Assume all $X$ variables are standardized by the correlation transformation, like you mentioned, unit length scaled version of $\mathbf{X}$. The standardized model does not change the correlation between $X$ variables. $VIF$ can be calculated when standardized transformation of the original linear model is made. Let's denote the design matrix after standardized transformation as
\begin{align*}
\mathbf{X^*} = \begin{bmatrix} 1& X_{11}& \ldots &X_{1,p-1} \\ 1& X_{21}& \ldots &X_{2,p-1} \\ \vdots & \vdots & \vdots & \vdots \\ 1& X_{n1}& \ldots &X_{n,p-1} \\ \end{bmatrix}.
\end{align*}
Then
\begin{align*}
\mathbf{X^{*'}X^*} = \begin{bmatrix} n & \mathbf{0}' \\ \mathbf{0} & \mathbf{r}_{XX} \end{bmatrix},
\end{align*}
where $\mathbf{r}_{XX}$ is the correlation matrix of $X$ variables. We also know that
\begin{align*}
\sigma^2\{\hat{\beta}\}
& = \sigma^2 (\mathbf{X^{*'}X^*})^{-1}\\
& = \sigma^2 \begin{bmatrix} \frac{1}{n} & \mathbf{0}' \\ \mathbf{0} & \mathbf{r}^{-1}_{XX}. \end{bmatrix}\\
\end{align*}
$VIF_k$ for $k=1,2,\ldots,p-1$ is the $k$-th diagonal term of $\mathbf{r}^{-1}_{XX}$. We only need to prove this for $k = 1$ because you can permute the rows and columns of $r_{XX}$ to get the result for other $k$.
Let's define:
\begin{align*}
\mathbf{X}_{(-1)} = \begin{bmatrix} X_{12}&\ldots&X_{1,p-1} \\X_{22}&\ldots&X_{2,p-1}\\ \vdots & \vdots & \vdots \\ X_{n2}&\ldots&X_{n,p-1} \\ \end{bmatrix}, \mathbf{X}_1 = \begin{bmatrix} X_{11} \\ X_{21} \\ \vdots \\ X_{n1} \\ \end{bmatrix}.
\end{align*}
Note that both matrices are different from design matrices. Since we only care about the coefficients of $X$ variables, the $1$-vector of a design matrix can be ignored in our calculation. Hence, by using Schur's complement,
\begin{align*}
r^{-1}_{XX} (1,1)
& = (r_{11} - r_{1\mathbf{X}_{(-1)}} r^{-1}_{\mathbf{X}_{(-1)}\mathbf{X}_{(-1)}} r_{\mathbf{X}_{(-1)}1})^{-1} \\
& = (r_{11} - [r_{1\mathbf{X}_{(-1)}} r^{-1}_{\mathbf{X}_{(-1)}\mathbf{X}_{(-1)}}] r_{\mathbf{X}_{(-1)}\mathbf{X}_{(-1)}} [r^{-1}_{\mathbf{X}_{(-1)}\mathbf{X}_{(-1)}} r_{\mathbf{X}_{(-1)}1}])^{-1} \\
& = (1-\beta_{1\mathbf{X}_{(-1)}}' \mathbf{X}_{(-1)}' \mathbf{X}_{(-1)} \beta_{1\mathbf{X}_{(-1)}} )^{-1},
\end{align*}
where $\beta_{1\mathbf{X}_{(-1)}}$ is the regression coefficients of $X_1$ on $X_2, \ldots, X_{p-1}$ except the intercept. In fact, the intercept should be the origin, since all $X$ variables are standardized with mean zero.

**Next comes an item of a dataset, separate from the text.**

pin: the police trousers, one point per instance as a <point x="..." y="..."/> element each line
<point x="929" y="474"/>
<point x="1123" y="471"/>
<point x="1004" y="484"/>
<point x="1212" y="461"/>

On the other hand, (it would be more straightforward if we can write everything in explicit matrix form)
\begin{align*}
R_1^2
& = \frac{SSR}{SSTO} = \frac{\beta_{1\mathbf{X}_{(-1)}}' \mathbf{X}_{(-1)}' \mathbf{X}_{(-1)} \beta_{1\mathbf{X}_{(-1)}}}{1} \\
& = \beta_{1\mathbf{X}_{(-1)}}' \mathbf{X}_{(-1)}' \mathbf{X}_{(-1)} \beta_{1\mathbf{X}_{(-1)}}.
\end{align*}
Therefore
\begin{align*}
VIF_1 = r^{-1}_{XX} (1,1) = \frac{1}{1-R_1^2}.
\end{align*}